Given a data matrix $X \in \mathbb{R}^{n \times p}$, a continuous outcome $Y \in \mathbb{R}^n$, and sample- and variable-wise similarity kernels $H \in \mathbb{R}^{n \times n}$ and $Q \in \mathbb{R}^{p \times p}$, the kernel-penalized regression model seeks a vector $\hat{\beta} \in \mathbb{R}^p$ such that

$$\hat{\beta} = \mathop{\mathrm{arg\,min}}{\beta} \left{\Vert Y - X\beta \Vert^2{H} + \lambda\Vert \beta \Vert^2_{Q^{-1}}\right}$$

where $||v||^2_A = v^TAv$ for a positive definite matrix $A$. The tuning parameter $\lambda > 0$ determines the strength of regularization.

The KPR package also provides support for adaptive kernel-penalized regression models, which can include multiple sample- and variable-wise kernels in the fitting procedure. Given data $X \in \mathbb{R}^{n \times p}$, outcome $Y \in \mathbb{R}^n$, sample-wise kernels $H_1, H_2, ... H_h \in \mathbb{R}^{n \times n}$ and variable-wise kernels $Q_1, Q_2, ... Q_q \in \mathbb{R}^{p \times p}$, adaptive KPR seeks $\hat{\beta} \in \mathbb{R}^p$ with

$$\hat{\beta} = \mathop{\mathrm{arg\,min}}{\beta} \left{\Vert Y - X\beta \Vert^2{\sum\sigma_iH_i} + \lambda\Vert \beta \Vert^2_{\sum\alpha_jQ_j^{-1}}\right}$$

where $\sum\sigma_i = \sum\alpha_j = 1$. The parameters $\sigma_i$ and $\alpha_j$ represent a numerical weight assigned to each kernel. This provides a useful interpretation: a weight close to one indicates that the weight is highly informative to model estimation, and a loop near zero shows that the kernel should be left out of the model altogether. KPR estimates the optimal weight set with maximum likelihood.

Installation

Currently, the only way to install the package is from GitHub.

install.packages("devtools")
devtools::install_github("pknight24/KPR")

Data processing

The demonstrate the KPR model, we use data from the study by (Yatsunenko et al, 2012), which is included in the package. The yatsunenko object is a list containing raw microbe abundance data, patristic distances between genera, and the country of origin and age of each subject. We will fit a kernel penalized regression model with the microbial abundances as the penalized variables, and subject age as the outcome.

In order to incorporate the patristic distance matrix into the regression model, we first need to convert it to a similarity kernel using a function provided by the KPR package.

library(KPR)
data(yatsunenko)

age <- yatsunenko$age
counts <- yatsunenko$raw.counts
patristic <- yatsunenko$patristic

The generateSimilarityKernel function computes Gower's centered similarity kernel $K$ from any distance matrix $D$, specifically

$$K = -\frac{1}{2}JD^{(2)}J$$

where $J$ is a centering matrix, and $D^{(2)}$ denotes a matrix of squared distances.
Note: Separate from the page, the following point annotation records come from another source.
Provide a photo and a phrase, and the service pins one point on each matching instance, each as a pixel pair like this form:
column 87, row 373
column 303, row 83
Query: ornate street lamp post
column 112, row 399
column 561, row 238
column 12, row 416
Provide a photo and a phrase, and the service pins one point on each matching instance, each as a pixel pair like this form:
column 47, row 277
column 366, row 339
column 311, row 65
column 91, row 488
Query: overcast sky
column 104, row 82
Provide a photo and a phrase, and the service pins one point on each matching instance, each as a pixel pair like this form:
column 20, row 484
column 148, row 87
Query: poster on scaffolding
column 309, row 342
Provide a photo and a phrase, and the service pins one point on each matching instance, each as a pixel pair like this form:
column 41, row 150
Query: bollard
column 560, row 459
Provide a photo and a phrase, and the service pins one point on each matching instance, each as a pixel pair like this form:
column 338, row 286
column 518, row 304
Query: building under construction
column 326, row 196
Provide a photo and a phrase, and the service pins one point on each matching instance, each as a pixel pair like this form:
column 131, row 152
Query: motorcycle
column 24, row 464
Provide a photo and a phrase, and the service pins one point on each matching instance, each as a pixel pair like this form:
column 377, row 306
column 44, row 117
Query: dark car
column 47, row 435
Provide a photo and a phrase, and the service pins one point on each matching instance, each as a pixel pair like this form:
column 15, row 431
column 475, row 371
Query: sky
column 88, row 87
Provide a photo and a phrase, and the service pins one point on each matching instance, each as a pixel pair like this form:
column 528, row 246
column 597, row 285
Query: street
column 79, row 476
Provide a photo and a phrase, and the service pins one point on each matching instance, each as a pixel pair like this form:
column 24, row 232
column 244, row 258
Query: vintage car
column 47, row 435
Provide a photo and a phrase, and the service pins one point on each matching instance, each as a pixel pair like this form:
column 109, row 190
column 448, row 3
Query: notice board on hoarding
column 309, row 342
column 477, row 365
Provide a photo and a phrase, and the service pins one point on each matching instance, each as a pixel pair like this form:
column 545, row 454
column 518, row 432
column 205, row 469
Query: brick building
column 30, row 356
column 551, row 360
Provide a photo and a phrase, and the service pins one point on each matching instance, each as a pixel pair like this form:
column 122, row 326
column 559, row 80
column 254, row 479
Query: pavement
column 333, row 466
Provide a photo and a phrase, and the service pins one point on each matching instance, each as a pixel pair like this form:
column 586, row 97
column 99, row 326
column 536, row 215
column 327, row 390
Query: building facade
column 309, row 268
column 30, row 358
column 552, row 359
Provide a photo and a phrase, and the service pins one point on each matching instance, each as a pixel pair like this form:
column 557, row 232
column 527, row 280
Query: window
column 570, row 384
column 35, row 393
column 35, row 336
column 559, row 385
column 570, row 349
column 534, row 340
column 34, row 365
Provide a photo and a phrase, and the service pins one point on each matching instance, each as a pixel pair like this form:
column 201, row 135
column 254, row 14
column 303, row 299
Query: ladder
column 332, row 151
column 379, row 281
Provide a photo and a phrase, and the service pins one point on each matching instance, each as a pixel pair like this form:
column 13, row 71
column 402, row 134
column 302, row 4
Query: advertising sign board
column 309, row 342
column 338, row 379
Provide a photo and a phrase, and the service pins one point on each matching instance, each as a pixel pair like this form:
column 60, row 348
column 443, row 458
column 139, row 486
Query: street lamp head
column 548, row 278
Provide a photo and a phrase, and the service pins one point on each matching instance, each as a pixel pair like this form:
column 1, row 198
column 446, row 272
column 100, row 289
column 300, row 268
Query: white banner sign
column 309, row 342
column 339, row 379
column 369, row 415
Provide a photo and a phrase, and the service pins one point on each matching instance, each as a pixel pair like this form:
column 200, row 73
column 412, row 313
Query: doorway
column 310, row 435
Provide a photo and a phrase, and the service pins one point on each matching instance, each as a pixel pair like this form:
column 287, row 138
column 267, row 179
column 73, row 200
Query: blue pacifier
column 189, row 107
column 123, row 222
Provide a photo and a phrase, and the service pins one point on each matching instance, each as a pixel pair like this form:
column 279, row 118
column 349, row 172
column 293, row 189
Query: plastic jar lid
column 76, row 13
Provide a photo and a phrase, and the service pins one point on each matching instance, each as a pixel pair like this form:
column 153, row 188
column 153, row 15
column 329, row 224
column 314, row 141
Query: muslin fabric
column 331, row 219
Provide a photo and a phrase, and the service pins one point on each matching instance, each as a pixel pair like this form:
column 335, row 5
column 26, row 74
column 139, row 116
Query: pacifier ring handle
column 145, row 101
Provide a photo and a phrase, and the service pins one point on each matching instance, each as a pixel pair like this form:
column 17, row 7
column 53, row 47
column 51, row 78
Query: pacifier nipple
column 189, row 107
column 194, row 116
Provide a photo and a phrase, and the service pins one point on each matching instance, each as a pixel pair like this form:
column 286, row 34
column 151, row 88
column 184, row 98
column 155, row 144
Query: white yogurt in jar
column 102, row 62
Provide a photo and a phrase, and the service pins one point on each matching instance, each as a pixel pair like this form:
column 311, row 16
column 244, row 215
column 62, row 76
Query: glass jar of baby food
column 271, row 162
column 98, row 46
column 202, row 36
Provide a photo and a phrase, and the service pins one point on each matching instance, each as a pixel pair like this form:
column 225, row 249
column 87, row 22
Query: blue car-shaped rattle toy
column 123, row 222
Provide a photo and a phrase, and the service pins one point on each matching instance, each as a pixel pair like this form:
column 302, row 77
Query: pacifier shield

Additionally, if the resulting similarity kernel has any negative or very small eigenvalues, generateSimilarityKernel will set these eigenvalues to the smallest positive (or "large enough") eigenvalue divided by 2. This essentially forces the kernel to "behave" as a positive definite matrix.

Q <- generateSimilarityKernel(patristic)

The KPR package also provides a function (aitchisonVariation) to generate Aitchison Variation matrices for compositional data, as used in (Randolph et al, 2018).

Finally, we will take the centered log ratio of the count data to account for sample quality, as well as center the age vector. Kernel penalized regression models are sensitive to scale, and thus the data should be processed with this in mind before beginning the estimation procedure.

counts.clr <- log(counts + 1) - apply(log(counts + 1), 1, mean)
X <- apply(counts.clr, 2, function(x) x - mean(x)) # column center the centered log ratio counts
Y <- log(age) - mean(log(age))

Estimation

Kernel penalized regression models can be fit using the KPR function.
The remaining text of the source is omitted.